The rupture with reality is complete when Toine is asked to hatch the eggs. A plausible situation becomes fantastical, and the resulting confusion of the reader reflects that of the villagers. This blurring of the line between the possible and the impossible creates a liminal space in which the reader can create a new ‘truth’ or understanding of the world.

The concluding scene invites the reader to contemplate a reality outside of common experience. The protagonist has come to terms with his fate, yet the reader remains unsure of the outcome. Accustomed to the short story format, which traditionally propels the narrative towards closure, the reader is left perplexed and forced to examine why it is difficult to appreciate the character’s happiness. Ultimately, the innkeeper is imprisoned in a hell of his and his puritanical wife’s making. Moreover, all those around him are both products of and fodder for his insatiable pursuit of pleasure and her determination to control this weakness. Even Prosper Horsville falls victim to Toine, the progenitor of all his gendres, for his cleverness has turned him into yet another of Toine’s chicks. The characters in Maupassant’s looking glass are both victims and perpetrators of the violence done to them, and as their doubles his readers must re-evaluate their conception of reality.

2 thoughts on “The Uncanny in Guy de Maupassant’s Toine

  1. As a reader one of the things that interested me the most about this story was the ability of Maupassant to keep my perception about Toine and his wife consistent throughout the whole story. Even when after Toine’s attack I never felt revulsion towards him or perceived him as a pathetic character, he kept being likeable, the fact that most of the town’s peasants kept visiting him supports this idea. Furthermore, I believe this consistent treatment of the characters allows for the ending to be as strong as it is. The reader roots for Toine through the whole story and in the end even in his poor condition he manages to achieve happiness, one that his wife was always jealous of and a reality that adds to the profound irony of the ending.

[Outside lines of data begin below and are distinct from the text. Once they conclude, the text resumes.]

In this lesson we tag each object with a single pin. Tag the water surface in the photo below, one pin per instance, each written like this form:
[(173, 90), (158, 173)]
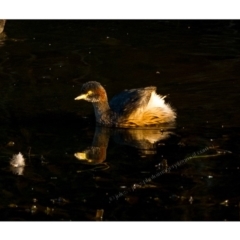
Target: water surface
[(187, 172)]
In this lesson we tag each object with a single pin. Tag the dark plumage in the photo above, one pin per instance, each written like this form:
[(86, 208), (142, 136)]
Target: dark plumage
[(139, 107)]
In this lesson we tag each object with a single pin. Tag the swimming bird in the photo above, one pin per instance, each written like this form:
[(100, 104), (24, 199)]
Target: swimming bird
[(140, 107)]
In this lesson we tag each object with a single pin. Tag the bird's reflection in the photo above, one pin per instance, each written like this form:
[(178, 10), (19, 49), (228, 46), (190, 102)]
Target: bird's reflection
[(145, 140)]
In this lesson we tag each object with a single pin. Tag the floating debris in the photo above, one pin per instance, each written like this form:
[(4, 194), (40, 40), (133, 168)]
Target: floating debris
[(17, 160), (11, 144), (99, 214)]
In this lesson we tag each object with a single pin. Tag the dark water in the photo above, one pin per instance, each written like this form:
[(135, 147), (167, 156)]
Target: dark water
[(187, 172)]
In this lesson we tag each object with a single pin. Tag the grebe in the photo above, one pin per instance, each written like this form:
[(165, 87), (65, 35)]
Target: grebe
[(140, 107)]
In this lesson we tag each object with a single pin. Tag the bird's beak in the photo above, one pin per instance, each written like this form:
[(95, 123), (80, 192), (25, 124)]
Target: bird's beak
[(82, 96)]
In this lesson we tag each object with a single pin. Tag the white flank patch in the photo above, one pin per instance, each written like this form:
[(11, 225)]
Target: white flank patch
[(17, 160)]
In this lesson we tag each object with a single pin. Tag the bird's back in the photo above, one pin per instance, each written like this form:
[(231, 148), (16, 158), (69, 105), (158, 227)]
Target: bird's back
[(140, 107)]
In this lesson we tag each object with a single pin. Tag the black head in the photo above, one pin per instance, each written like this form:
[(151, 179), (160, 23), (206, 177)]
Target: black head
[(92, 92)]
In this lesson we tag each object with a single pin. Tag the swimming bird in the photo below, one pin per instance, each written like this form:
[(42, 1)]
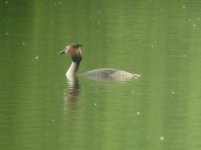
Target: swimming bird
[(74, 50)]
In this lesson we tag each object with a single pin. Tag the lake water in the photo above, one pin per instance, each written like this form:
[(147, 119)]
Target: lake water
[(40, 109)]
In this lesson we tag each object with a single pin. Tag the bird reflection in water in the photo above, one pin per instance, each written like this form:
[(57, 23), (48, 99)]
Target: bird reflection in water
[(72, 94)]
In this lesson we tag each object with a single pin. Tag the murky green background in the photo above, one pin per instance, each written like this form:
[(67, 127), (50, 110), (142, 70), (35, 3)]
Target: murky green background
[(160, 39)]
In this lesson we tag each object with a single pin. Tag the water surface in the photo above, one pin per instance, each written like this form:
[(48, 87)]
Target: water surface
[(158, 39)]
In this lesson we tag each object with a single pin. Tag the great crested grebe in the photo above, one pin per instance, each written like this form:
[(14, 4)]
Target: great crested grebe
[(74, 51)]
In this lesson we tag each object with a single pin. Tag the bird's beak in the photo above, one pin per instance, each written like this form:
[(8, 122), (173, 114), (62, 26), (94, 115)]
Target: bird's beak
[(63, 52)]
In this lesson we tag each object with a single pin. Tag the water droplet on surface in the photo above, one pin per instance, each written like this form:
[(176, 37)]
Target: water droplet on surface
[(194, 25), (162, 138), (183, 6), (138, 113)]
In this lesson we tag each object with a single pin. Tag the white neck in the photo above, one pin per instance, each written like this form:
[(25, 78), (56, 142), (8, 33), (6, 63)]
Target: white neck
[(71, 73)]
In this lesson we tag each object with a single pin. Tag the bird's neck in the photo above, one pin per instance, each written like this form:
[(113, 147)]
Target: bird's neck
[(71, 73)]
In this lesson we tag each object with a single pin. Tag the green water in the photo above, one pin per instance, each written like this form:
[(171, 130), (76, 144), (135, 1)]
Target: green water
[(160, 39)]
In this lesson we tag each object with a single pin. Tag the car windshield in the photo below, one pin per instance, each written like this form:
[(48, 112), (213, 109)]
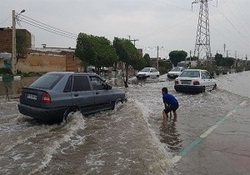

  2. “. The unfortunate innkeeper has become a rather pathetic figure, inspiring both sympathy and revulsion. This ambivalence undermines a binary world of good and evil, and reflects the ambiguity of social mores. In this way, the text presents a mirror (the same yet different) image of the world that challenges the reader’s perception of reality. As a result, the reader participates actively in the narrative in an effort to interpret the text.”

    Yes, this seems very true. I think Rastier says the same thing: the reader can’t get a single harmonious interpretation, so the text becomes a “chew toy” — something we just can’t let go of.

    ” Even Prosper Horsville falls victim to Toine, the progenitor of all his gendres, for his cleverness has turned him into yet another of Toine’s chicks. ”

    There is definitely a renewed collusion between Toine and his domino friend, but I see it more as an inversion of their former relation: Toine would extract a laugh from your belly, now he replaces that laugh with real food. So the fox gets his chick (that is one subtext), and Toine becomes like his wife, furnishing something that does not evaporate like alcohol or a laugh — something that is truly “nothing better for your body” (which he says of his brandy, but we see in the story that it is false).

    That “fried chick” is a very interesting symbol. As I mentioned at Olga’s blog, I tend to read it with the backdrop of Magic Mountain’s “Snow” scene (though I am guilty here of an interpretative “fuite en avant”…..); the chicks will be eaten, like the baby in Magic Mountain.